# An Introduction to Repeated Measures Designs

There are many designs that could be considered Repeated Measures design, and they all have one key feature: you measure the outcome variable for each subject on several occasions, treatments, or locations.

Understanding this design is important for avoiding analysis mistakes. For example, you can’t treat multiple observations on the same subject as independent observations.

### Example

Suppose that you recruit 10 subjects for an athletic training experiment. Each subject runs a mile on three separate occasions, and your outcome of interest is run time. So you have 30 measures of the outcome variable in your data set.

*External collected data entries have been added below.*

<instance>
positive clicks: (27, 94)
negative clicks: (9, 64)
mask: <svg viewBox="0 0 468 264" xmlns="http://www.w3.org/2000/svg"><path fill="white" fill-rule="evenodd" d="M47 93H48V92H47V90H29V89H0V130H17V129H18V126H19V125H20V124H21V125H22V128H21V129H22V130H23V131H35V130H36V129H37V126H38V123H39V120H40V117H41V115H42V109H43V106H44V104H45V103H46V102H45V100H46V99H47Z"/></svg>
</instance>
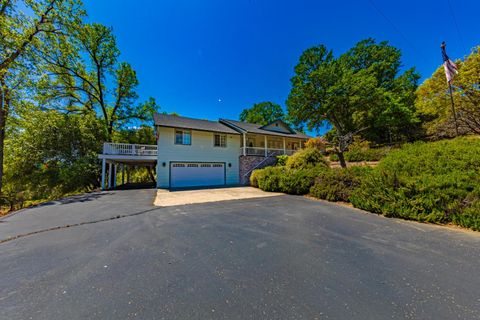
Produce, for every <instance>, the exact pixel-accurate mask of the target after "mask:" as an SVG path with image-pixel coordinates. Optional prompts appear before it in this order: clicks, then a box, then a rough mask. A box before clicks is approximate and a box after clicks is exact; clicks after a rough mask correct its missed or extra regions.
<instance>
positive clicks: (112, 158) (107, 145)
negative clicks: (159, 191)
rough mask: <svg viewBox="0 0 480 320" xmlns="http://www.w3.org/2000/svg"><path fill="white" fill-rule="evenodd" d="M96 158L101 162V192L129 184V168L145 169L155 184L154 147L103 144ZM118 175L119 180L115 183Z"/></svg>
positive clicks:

Ignoring the fact that three run time measures come from each subject would treat the data as coming from 30 different subjects! This artificially inflates sample size and artificially minimizes standard errors for treatment effects. In turn, this would deflate p values.

### How to Design a Repeated Measures Study

Let’s look at one version of a repeated measures study—one in which we want to compare two treatment groups over time. To measure the effects of a treatment over time, start by assigning the subjects randomly to treatment or control groups. You do this the same as if you were measuring outcomes only one time each.

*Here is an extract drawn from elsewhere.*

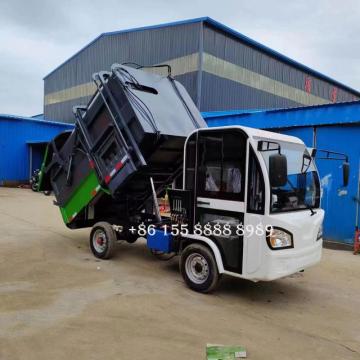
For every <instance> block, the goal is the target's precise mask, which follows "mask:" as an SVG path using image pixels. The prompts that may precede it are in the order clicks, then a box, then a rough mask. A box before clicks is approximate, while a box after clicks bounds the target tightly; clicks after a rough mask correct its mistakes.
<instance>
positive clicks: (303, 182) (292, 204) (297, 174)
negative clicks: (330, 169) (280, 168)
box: [261, 139, 320, 212]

Also, you might want to measure things about the subjects that could affect the outcome. These would be included as covariates in the statistical analysis. It is important to keep in mind that some of these covariates may stay the same and some may change over time.

The ones that stay the same are measured once per subject. The ones that change are measured at multiple occasions for the same subject.

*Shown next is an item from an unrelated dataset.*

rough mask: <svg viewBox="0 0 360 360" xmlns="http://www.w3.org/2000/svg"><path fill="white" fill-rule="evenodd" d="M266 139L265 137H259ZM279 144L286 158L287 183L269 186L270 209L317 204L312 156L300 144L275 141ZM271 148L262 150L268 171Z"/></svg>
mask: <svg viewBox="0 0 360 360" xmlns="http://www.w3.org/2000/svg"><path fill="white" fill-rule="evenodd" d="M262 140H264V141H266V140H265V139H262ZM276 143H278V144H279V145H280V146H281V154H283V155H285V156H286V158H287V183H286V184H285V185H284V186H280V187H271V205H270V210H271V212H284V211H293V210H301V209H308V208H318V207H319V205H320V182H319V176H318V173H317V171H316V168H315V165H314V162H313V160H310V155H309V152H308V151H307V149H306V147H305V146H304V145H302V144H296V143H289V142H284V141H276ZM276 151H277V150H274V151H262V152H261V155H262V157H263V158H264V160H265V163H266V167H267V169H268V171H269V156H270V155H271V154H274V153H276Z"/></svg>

After assigning runners to different training regimens, decide if you should account for other variables that might impact mile run time. For example, gender and age might affect the time to run a mile. Humidity might also affect the time to run a mile.

Note that the first two variables are associated with the runner and will stay the same over the course of training. Humidity will change from one occasion to the next.

After the experiment, your data set will include multiple observations from each subject. Each observation will include the following information:

• A way to identify the runner within the data
• The time point of the observation
• Variables measured once per subject like gender and age
• Variables measured on each occasion per subject like humidity
• The outcome variable, run time, which is measured on each occasion per subject.

### How to Analyze Repeated Measures Data

A common choice for analyzing repeated measures designs is the repeated measures analysis of variance (ANOVA). This works well in limited situations. For example, if there are occasion specific variables (like humidity) and the only thing that varies from one time to the next is the outcome of interest, ANOVA might be okay. However, the ANOVA model has very specific assumptions that are often not met in real data.

An option that works better in a lot more situations is the marginal model. With marginal models, you can specify the type of correlation that exists among outcome measurements from the same subject. For example, this model can adjust for some runners being generally faster than others.

It can also adjust if times for runs that take place closer together are more similar than for runs that are further apart. Occasion-specific variables, like humidity, are also easily accounted for.

In the marginal model, time can be treated as numeric or categorical. ANOVA can only treat time as categorical. A final advantage of this approach is that it can accommodate missing time points for a single subject- something ANOVA cannot do.